《MUMEI》

桃峰学園の制服は男女で少し違う。

女子は、シャツは薄いピンク色に
黒色のネクタイ、白色のブレザー、
黒色のスカート、紺色のベスト(セーター、カーディガン有り)
白か黒か紺の靴下に黒色のローファーであり、ベスト等は学年ごとで色が違い、

一年は白、

二年は紺、

三年は灰色になる。


ちなみに、結菜はネクタイをリボン結びにしており、それが原因で瑞希とその他一部以外の全校女子生徒がリボン結びにし始めたことを結菜は知らない。

恐るべし、姫の影響力である。



そして男子は、黒色のシャツに
青色のネクタイ、白色のブレザー、
灰色のズボン、ベスト(セーター)は女子と同じで、
その他は全校生徒指定なので同じ。

さすがに男子の方は決してネクタイをリボン結びにするなどはしないが。


この学校は、あまり校則がなく制服の着方については私服ではない限りほとんど自由と言っても良いくらいで、
翔も下に半袖シャツを着て、その上に黒シャツを羽織っているだけの状態なのだ。



なので、蒼のようにちゃんと制服を着ている人は少ない。

「………ねぇ」

「へ?」


どうやらぼんやりしていて昼休みも終わってしまっていたらしい。
そして何故か瑞希の斜め後ろには蒼が立っていた。


初めて聞く彼の声は高いとも低いとも言えない声の高さで、透き通っていて綺麗だった。


「……これ、瑞希のじゃない」


本人は最後に?マークをつけたつもりだろうが、抑揚が全くなく瑞希からすれば棒読みに聞こえるような言葉だった。

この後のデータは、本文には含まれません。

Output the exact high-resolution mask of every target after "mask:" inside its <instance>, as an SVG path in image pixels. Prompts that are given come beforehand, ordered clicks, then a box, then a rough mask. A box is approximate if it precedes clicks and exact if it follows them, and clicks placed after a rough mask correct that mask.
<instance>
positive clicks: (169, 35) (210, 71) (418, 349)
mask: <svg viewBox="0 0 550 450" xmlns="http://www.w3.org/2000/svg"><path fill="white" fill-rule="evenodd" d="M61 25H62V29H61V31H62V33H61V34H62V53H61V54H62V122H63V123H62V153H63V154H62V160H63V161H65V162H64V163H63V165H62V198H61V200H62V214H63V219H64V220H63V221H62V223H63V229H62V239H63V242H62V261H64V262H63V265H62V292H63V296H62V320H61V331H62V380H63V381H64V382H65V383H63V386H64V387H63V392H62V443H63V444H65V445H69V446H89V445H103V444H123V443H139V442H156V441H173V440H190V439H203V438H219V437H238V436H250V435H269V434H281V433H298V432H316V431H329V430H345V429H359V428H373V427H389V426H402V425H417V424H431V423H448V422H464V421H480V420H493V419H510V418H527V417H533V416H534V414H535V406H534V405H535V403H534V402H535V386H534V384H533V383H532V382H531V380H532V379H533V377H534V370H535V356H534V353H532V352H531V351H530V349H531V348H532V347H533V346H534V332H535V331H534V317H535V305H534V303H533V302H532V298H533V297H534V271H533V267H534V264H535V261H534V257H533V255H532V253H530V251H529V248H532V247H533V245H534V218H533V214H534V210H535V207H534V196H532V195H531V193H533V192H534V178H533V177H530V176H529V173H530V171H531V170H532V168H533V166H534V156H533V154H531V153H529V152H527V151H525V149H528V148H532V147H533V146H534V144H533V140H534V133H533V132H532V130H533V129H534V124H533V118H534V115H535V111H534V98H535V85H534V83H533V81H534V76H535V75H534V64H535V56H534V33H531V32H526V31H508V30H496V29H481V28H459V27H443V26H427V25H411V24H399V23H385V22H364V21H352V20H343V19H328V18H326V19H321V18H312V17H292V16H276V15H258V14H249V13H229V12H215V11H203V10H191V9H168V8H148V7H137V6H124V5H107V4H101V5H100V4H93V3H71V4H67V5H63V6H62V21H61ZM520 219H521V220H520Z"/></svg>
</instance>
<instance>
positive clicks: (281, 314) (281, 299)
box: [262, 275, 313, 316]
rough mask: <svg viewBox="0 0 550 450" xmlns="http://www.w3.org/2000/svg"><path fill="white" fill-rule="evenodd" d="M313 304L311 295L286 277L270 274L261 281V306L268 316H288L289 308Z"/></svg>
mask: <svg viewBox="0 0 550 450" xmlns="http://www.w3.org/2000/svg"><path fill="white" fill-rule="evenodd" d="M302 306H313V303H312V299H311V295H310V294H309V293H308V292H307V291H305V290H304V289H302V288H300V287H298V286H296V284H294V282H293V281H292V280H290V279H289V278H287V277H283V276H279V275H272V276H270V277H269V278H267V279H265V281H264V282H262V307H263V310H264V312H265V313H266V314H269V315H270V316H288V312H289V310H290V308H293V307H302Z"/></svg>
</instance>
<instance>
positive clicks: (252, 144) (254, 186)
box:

彼が手にしていたのはスカイブルーの色をした女子が持つには可愛げのない一切柄のないハンカチだった。

「あ、あぁ……ありがとう。……て、『瑞希』って……」


あまりにも蒼がさらっと言うので聞きながしそうになったが瑞希は蒼に自分が下の名前で呼ばれた事に少なからず驚いていた。


「…嫌?諒が呼んでたから……」

「嫌、じゃないよ。……あ」


のんきに話していた瑞希だったがふと、気づいた。

「次授業だった!ごめん、また明日ね」


それだけを言うと瑞希はコンピュータ室を急いで出ていった。



「……また……明日」


中にのこされた青年はその表情は読み取る事はできなかったが、その声は少し、ほんの少しだけ嬉しそうだった。